If your traditional water heater tank needs replacement, it may be a good time to switch to a tankless hot water heater. New EPA (Environmental Protection Agency) standards for residential hot water heaters went into effect on April 16, 2015. These new standards mandate that hot water heaters sold after the date must meet higher efficiency requirements than previous models.
Hot water tanks will be larger because of thicker insulation, which increases both the price of the tanks and their size. A larger tank may not fit in the cramped space where your present tank is located. Moving the location would require extensive plumbing relocation and expense.
What are the benefits of a tankless hot water heater?
- Unlimited hot water
The main benefit of a tankless system is the unlimited availability of instant hot water. Larger families will no longer need to stagger their hot water use to keep a supply that is sufficient for everyone.
- Uses your existing power source
A tankless unit can be powered by the existing electric or gas line for your hot water heater
- Energy savings
A traditional hot water tank must use energy continuously to keep water hot. A tankless unit heats water on demand, and uses energy only to heat water, not to keep it hot.
- Efficiency in use of space
A tankless unit can hang on a wall in a small part of the space of a traditional hot water heater tank.
- No leak anxiety
Traditional hot water tanks often fail when they rust out, and water floods the basement or other space where they are installed. Tankless systems don't store water, so they don't have the same issues.
How is a tankless water heater installed?

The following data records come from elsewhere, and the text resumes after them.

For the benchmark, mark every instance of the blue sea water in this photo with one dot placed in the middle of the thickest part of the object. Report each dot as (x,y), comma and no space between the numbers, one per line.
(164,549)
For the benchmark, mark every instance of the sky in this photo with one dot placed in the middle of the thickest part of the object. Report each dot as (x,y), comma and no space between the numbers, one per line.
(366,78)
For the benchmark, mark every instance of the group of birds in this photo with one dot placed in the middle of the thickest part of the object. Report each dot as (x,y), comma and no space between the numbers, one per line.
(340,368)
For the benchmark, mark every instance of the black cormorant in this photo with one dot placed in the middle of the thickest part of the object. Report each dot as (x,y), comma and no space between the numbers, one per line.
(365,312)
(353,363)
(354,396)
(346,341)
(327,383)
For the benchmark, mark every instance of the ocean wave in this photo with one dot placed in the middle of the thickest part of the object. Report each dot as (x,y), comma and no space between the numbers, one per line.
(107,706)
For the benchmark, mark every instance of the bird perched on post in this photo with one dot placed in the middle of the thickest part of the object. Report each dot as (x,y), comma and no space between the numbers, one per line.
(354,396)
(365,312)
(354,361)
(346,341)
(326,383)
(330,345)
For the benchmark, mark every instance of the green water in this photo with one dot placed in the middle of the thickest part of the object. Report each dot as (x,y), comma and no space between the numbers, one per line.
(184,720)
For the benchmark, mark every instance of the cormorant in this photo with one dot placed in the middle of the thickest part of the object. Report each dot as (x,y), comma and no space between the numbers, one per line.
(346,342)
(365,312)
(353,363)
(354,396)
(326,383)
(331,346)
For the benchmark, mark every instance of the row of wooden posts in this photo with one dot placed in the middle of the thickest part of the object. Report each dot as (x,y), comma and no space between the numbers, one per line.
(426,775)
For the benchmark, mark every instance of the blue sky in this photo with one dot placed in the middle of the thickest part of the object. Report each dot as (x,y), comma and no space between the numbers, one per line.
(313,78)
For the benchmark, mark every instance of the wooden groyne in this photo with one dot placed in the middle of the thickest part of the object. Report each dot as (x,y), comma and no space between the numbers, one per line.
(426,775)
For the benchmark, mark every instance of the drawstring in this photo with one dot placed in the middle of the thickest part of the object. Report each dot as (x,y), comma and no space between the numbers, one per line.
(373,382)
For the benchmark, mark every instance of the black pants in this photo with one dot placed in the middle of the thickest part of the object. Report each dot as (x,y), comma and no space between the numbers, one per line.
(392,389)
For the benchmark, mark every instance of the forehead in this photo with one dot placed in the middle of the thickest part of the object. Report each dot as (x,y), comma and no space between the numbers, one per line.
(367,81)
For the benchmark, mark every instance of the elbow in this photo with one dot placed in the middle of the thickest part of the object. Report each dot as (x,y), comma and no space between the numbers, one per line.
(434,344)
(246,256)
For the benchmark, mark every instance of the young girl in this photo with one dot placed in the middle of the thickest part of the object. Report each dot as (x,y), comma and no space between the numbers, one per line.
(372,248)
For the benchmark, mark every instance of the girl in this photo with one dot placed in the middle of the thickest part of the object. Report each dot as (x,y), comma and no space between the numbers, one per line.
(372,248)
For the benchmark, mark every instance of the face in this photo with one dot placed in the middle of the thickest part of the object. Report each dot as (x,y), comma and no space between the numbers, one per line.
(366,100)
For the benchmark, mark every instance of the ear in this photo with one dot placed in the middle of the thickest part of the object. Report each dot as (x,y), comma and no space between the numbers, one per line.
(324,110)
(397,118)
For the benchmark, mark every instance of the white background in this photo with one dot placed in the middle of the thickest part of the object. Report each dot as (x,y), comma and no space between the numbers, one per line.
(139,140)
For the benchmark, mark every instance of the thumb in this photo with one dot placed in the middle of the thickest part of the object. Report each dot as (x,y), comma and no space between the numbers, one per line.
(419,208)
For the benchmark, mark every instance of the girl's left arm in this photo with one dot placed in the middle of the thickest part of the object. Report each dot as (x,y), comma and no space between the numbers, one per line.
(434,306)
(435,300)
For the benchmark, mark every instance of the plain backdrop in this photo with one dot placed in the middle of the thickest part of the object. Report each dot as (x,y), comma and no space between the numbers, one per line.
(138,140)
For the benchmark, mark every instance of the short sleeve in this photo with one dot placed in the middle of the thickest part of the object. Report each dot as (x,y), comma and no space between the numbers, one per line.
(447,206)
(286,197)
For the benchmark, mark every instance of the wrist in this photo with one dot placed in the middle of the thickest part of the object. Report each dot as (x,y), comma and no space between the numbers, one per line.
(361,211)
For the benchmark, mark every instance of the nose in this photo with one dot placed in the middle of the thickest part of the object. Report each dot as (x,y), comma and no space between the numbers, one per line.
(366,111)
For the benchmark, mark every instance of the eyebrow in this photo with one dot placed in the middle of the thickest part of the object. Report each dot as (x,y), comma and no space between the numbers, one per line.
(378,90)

The homeowner must first decide if they want to remain with the existing power source, which is usually electricity or gas. Remaining with the existing source will be less expensive during the installation process. Changing the power source source would only be economically beneficial if the existing source became much most expensive than the alternative source.
The size of the tankless unit chosen will depend on the number of people and the hot water use in a household. Even though it supplies instant hot water, a tankless unit must be apply to supply different areas of the home simultaneously.
Tankless hot water installation will first require disconnection, draining, and removal of the existing hot water tank. A plumber would then need to make slight modifications to the pipe connections in order to connect them to the tankless unit. If it is a gas powered unit, they will also need to hook up the gas line and vent it properly. If an electric powered unit is chosen, an electrician will also be needed to hook up the power to the unit. When everything is hooked up, you can then begin to enjoy the luxury of unlimited hot water.